A You don't specify your exact hardware, but there was a known issue with
patch 119234-01 (bug ID 6317169),
which upgraded the firmware on the Sun V210/V240 machines to OBP 4.17.1.
Apparently this also broke JumpStarting across a supernet such as your /23.
If you have this patch installed, try rolling back to OBP 4.16.4.
I've also run into a situation where the patch was not installed (but
the machine was still at a higher firmware/OBP level). Upgrading the OBP to
4.22.11 with patch 121683-01 might also work for you, but I don't believe the
problem has actually been fixed yet with that version.
Your other option is to move away from using
bootparams/RARP all together and start using DHCP to jump your clients. You
can use the Sun DHCP server or a third-party DHCP server, like ISC's,
to store your client information.
Q I just upgraded my laptop to
Debian Unstable with the 2.6.17.1 kernel. This box sits on an internal
private network and connects to the external network via an Apple Airport
(second generation) and then a Solaris 8 machine running ipfilter 3.4.20. I'm seeing
very very odd behavior on this laptop when it tries to connect to outside
machines.

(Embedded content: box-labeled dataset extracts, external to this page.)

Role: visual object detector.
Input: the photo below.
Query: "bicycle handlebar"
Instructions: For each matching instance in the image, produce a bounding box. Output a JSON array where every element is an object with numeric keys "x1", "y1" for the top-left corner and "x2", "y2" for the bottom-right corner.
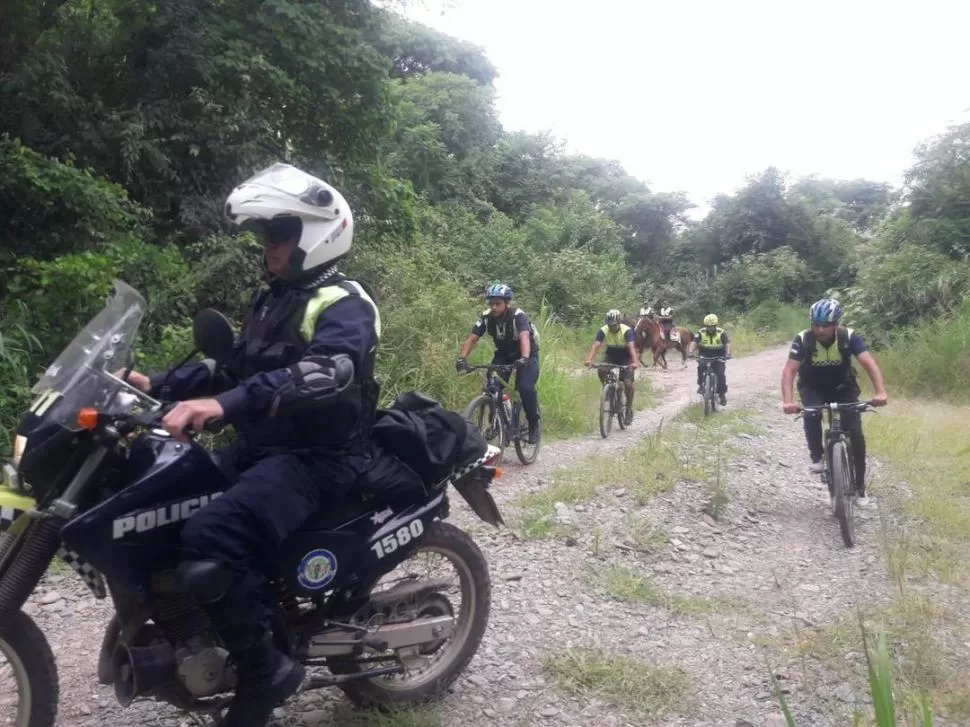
[
  {"x1": 587, "y1": 363, "x2": 633, "y2": 369},
  {"x1": 465, "y1": 364, "x2": 515, "y2": 371},
  {"x1": 796, "y1": 401, "x2": 876, "y2": 416}
]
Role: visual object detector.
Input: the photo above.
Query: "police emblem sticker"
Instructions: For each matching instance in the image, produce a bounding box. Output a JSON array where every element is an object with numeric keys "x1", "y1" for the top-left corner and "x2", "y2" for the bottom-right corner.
[{"x1": 296, "y1": 548, "x2": 337, "y2": 591}]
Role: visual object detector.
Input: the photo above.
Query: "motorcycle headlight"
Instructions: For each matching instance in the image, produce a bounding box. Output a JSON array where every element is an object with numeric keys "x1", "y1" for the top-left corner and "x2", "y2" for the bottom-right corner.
[{"x1": 10, "y1": 434, "x2": 27, "y2": 467}]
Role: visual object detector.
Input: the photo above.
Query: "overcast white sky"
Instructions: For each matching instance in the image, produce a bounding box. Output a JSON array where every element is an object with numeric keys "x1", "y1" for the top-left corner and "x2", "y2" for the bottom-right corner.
[{"x1": 407, "y1": 0, "x2": 970, "y2": 212}]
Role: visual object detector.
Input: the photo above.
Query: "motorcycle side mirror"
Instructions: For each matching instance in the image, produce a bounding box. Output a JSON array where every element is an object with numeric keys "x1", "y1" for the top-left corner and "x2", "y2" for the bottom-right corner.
[{"x1": 192, "y1": 308, "x2": 235, "y2": 364}]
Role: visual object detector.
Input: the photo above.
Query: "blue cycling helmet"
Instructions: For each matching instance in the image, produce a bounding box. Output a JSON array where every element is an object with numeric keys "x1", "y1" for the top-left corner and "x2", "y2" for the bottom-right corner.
[
  {"x1": 808, "y1": 298, "x2": 842, "y2": 325},
  {"x1": 485, "y1": 283, "x2": 512, "y2": 300}
]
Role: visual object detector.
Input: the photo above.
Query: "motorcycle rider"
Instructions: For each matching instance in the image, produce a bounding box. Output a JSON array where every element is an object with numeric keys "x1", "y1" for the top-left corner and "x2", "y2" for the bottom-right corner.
[{"x1": 122, "y1": 164, "x2": 380, "y2": 727}]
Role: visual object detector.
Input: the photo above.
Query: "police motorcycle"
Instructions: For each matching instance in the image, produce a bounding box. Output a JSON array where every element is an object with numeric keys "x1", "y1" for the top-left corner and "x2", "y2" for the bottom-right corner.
[{"x1": 0, "y1": 281, "x2": 504, "y2": 727}]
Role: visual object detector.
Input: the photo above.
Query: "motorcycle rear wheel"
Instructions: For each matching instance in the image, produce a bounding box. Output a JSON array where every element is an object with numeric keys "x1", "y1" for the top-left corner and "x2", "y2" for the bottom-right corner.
[{"x1": 327, "y1": 522, "x2": 492, "y2": 707}]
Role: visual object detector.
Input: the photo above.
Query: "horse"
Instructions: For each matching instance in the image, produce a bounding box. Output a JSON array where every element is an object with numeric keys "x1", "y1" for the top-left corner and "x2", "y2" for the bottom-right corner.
[{"x1": 635, "y1": 316, "x2": 694, "y2": 369}]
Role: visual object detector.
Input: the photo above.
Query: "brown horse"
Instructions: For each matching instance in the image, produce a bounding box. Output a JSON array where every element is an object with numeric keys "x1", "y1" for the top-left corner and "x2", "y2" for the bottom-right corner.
[{"x1": 635, "y1": 316, "x2": 694, "y2": 369}]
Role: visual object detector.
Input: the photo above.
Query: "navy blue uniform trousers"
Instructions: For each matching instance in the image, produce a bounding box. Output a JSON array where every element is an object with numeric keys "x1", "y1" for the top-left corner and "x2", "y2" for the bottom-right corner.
[{"x1": 182, "y1": 442, "x2": 370, "y2": 651}]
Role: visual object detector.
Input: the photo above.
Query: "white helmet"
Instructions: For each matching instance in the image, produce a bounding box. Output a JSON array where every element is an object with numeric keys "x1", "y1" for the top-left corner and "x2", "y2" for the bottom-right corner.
[{"x1": 226, "y1": 163, "x2": 354, "y2": 274}]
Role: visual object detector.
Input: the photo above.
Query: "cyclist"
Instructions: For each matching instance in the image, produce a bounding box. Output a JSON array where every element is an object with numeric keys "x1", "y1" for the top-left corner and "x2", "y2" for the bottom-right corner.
[
  {"x1": 455, "y1": 283, "x2": 539, "y2": 442},
  {"x1": 781, "y1": 298, "x2": 889, "y2": 499},
  {"x1": 660, "y1": 305, "x2": 674, "y2": 341},
  {"x1": 586, "y1": 308, "x2": 637, "y2": 425},
  {"x1": 694, "y1": 313, "x2": 731, "y2": 406}
]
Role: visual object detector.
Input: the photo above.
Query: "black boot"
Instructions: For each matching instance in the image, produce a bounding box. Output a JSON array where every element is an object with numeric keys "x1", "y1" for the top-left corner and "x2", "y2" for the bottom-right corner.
[{"x1": 221, "y1": 632, "x2": 305, "y2": 727}]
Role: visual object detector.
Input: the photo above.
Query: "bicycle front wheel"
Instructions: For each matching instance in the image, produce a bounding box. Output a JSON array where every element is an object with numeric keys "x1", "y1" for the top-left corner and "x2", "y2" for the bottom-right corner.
[
  {"x1": 464, "y1": 394, "x2": 508, "y2": 465},
  {"x1": 829, "y1": 441, "x2": 855, "y2": 548},
  {"x1": 613, "y1": 381, "x2": 626, "y2": 430},
  {"x1": 600, "y1": 384, "x2": 613, "y2": 439}
]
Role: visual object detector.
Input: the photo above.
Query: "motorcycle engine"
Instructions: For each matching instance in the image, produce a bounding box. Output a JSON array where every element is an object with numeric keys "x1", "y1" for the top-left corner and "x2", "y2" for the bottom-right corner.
[{"x1": 175, "y1": 635, "x2": 236, "y2": 699}]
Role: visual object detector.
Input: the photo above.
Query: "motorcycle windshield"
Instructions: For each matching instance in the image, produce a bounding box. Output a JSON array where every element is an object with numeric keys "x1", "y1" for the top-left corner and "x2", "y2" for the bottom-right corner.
[{"x1": 31, "y1": 280, "x2": 147, "y2": 426}]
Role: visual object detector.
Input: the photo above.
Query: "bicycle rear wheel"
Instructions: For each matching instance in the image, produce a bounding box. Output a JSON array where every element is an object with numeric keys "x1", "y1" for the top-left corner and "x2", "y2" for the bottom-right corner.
[
  {"x1": 829, "y1": 441, "x2": 855, "y2": 548},
  {"x1": 704, "y1": 371, "x2": 715, "y2": 416},
  {"x1": 512, "y1": 404, "x2": 542, "y2": 464},
  {"x1": 464, "y1": 394, "x2": 508, "y2": 465},
  {"x1": 600, "y1": 384, "x2": 613, "y2": 439}
]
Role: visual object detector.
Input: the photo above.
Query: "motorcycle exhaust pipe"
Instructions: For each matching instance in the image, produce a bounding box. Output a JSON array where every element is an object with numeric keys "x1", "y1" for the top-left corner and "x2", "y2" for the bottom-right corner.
[{"x1": 112, "y1": 644, "x2": 177, "y2": 707}]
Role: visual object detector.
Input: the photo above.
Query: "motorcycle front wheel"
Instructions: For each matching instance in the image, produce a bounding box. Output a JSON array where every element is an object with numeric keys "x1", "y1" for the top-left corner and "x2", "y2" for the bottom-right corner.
[{"x1": 0, "y1": 611, "x2": 58, "y2": 727}]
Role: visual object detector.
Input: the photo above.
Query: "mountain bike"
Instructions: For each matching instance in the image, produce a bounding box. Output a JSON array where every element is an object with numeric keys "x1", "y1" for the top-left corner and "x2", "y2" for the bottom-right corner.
[
  {"x1": 589, "y1": 363, "x2": 630, "y2": 439},
  {"x1": 798, "y1": 401, "x2": 874, "y2": 548},
  {"x1": 464, "y1": 364, "x2": 542, "y2": 465},
  {"x1": 697, "y1": 356, "x2": 727, "y2": 416}
]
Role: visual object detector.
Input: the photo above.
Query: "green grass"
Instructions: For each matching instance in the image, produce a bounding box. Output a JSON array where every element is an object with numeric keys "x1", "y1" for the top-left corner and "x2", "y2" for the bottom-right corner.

I can connect to, say, www.google.com, but not www.yahoo.com. I also can't ssh out to other machines I have accounts on from that
laptop, but all other internal machines talk to the Internet just fine.
First, here is the ipfilter configuration file:
#!/sbin/ipf -f -
# internal interface: hme0 192.168.1.1
# external interface: hme1 publicIP
# Block short packets fragmented too short to be real
block in log quick all with short
# By default, block and log everything.
block in log on hme1 all
block out log on hme1 all
block out log on hme0 all
block in log on hme0 all
# Block loopback addressed packets going in/out of network interfaces
# that aren't on the loopback interface
block in log quick on hme1 from 127.0.0.0/8 to any
block in log quick on hme1 from any to 127.0.0.0/8
block in log quick on hme0 from 127.0.0.0/8 to any
block in log quick on hme0 from any to 127.0.0.0/8
# Allow packets to transverse the loopback interface
pass in quick on lo0 all
pass out quick on lo0 all
# Deny reserved addresses but don't log them.
block in quick on hme1 from 10.0.0.0/8 to any
block in quick on hme1 from 172.16.0.0/12 to any
block in quick on hme1 from 192.168.0.0/16 to any
# Allow any other internal traffic
pass in quick on hme0 from 10.1.1.0/24 to 10.1.1.0/24
pass out quick on hme0 from 10.1.1.0/24 to 10.1.1.0/24
pass out quick on hme1 from any to 192.168.100.1/24
# Allow outgoing DNS requests from .2 and .3
pass in quick on hme0 proto tcp/udp from 10.1.1.2 to any port = domain keep state
pass in quick on hme0 proto tcp/udp from 10.1.1.3 to any port = domain keep state
pass out quick on hme1 proto tcp/udp from publicIP to any port = domain keep state
pass out quick on hme1 proto tcp/udp from 0/32 to any port = domain keep state
# Allow NTP from any internal hosts to any external NTP server.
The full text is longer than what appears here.